Ömeroğlu, ilerleyen süreçte metinlerin özetleri veya chatbotlarla etkileşimli olarak içerik keşfetme imkanı da sunulabileceklerden bahsediyor. Kullanıcılar, belirli metinlerle ilgili sorular sorabilecek ve chatbotlar sayesinde metinlerin ana temalarını, yazıldığı dönemin bağlamını daha iyi anlayabilecek. 

Ömeroğlu, bu özellik hakkında şöyle diyor: “Çok yakında metinlerin sadeleştirilmiş versiyonları da sunulacak. Örneğin, kullanıcı buraya geldiğinde “yegane” gibi bir kelimeyi görebilir. Gerçi “yegane” çok zor bir kelime değil, ancak daha karmaşık bir ifade olan “kitabı kebir” gibi bir cümle, sadeleştirme ile “büyük kitap” olarak anlaşılabilir hale gelecek. Bu özellik, hem okumayı kolaylaştıracak hem de sonrasında çeşitli eleme modelleri sayesinde metinlerin özetlenmesini ve chatbotların oluşturulmasını daha kolay hale getirecek.”

Vesiqari projesinde kullanılan yapay zeka teknolojilerinin daha büyük veri setleriyle geliştirilerek doğruluk ve kapsamının artırılması hedefleniyor. İlk aşamada metinlerin dijitalleştirilmesi ve çevirisi konusunda başarılı sonuçlar elde eden sistem, gelecekte daha büyük ve karmaşık metinlerle çalışarak derinlemesine analizler yapabilecek.

Vesiqari’de bulunan Osmanlıca müzik kitabı görseli (Vesiqari)

Proje, bireysel kullanıcılar ve kütüphanelerle sınırlı kalmayıp, akademik ve kültürel kurumlarla işbirliği yaparak veri havuzunu genişletmeyi sürdürüyor.
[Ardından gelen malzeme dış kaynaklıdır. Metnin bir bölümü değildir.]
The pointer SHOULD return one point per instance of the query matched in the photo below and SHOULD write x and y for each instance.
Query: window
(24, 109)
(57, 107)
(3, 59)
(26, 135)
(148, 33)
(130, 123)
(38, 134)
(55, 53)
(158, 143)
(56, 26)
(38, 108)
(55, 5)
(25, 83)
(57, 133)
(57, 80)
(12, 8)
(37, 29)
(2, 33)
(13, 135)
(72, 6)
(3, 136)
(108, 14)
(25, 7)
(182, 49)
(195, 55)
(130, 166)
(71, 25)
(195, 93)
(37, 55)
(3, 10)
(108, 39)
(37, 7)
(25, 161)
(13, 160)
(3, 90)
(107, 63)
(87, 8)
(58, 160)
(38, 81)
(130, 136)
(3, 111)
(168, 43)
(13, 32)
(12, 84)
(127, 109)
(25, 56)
Özellikle kütüphaneler, arşivler ve araştırma merkezleriyle geliştirilen ortaklıklar, daha fazla eserin dijitalleştirilmesine ve kolektif bir veri kaynağı oluşturulmasına katkı sunuyor. Bu işbirlikleri sayesinde  araştırmacılar için daha kapsamlı kaynaklara erişim sağlanıyor. 

Herkes için ulaşılabilir

Vesiqari platformuna erişim, bireysel ve kurumsal kullanıcılar için farklı seçeneklerle sunuluyor. Bireysel kullanıcılar, üyelik sistemi aracılığıyla Osmanlıca metinlerin Latin harflerine çevrilmiş versiyonlarına ulaşabiliyor ve kelime arama, sadeleştirilmiş metinlere erişim gibi özelliklerden faydalanabiliyor. 

Ömeroğlu, üyelik ücretleriyle ilgili olarak, “Bizim burada 75 sayfa çevirisi ve bir aylık üyelik 175 TL gibi bir ücret oluyor. Sadece tek sayfa çevirmek isteyenler için de 10 TL talep ediyoruz,” diyor. Kurumsal kullanıcılar için ise kendi özel veri havuzlarını oluşturma veya kolektif havuza katkı sağlayarak geniş bir kaynak ağına erişme imkanı sunuluyor. Ayrıca kullanıcılar, kendi belgelerini dijital tarama sekmesine yükleyerek sistem üzerinden çeviri yapabiliyor ve çıktı alabiliyor.


Osmanlı Türkçesi, Arapça ve Farsça kelimeleri barındıran zengin ve katmanlı bir dil yapısına sahip. Bu dil, sadece bir iletişim aracı olmanın ötesinde, Osmanlı İmparatorluğu’nun kültürel ve bilimsel birikimini, düşünsel mirasını ve toplumsal yapısını da yansıtıyor. Vesiqari projesi, bu mirası modern okurlara sunmayı ve korumayı ana hedeflerinden biri olarak belirliyor. Osmanlıca metinlerin günümüze taşınması, geçmişin önemli izlerini ve bilgilerini kaybolmaktan korurken, bu zengin dil yapısının korunmasına da katkı sağlıyor.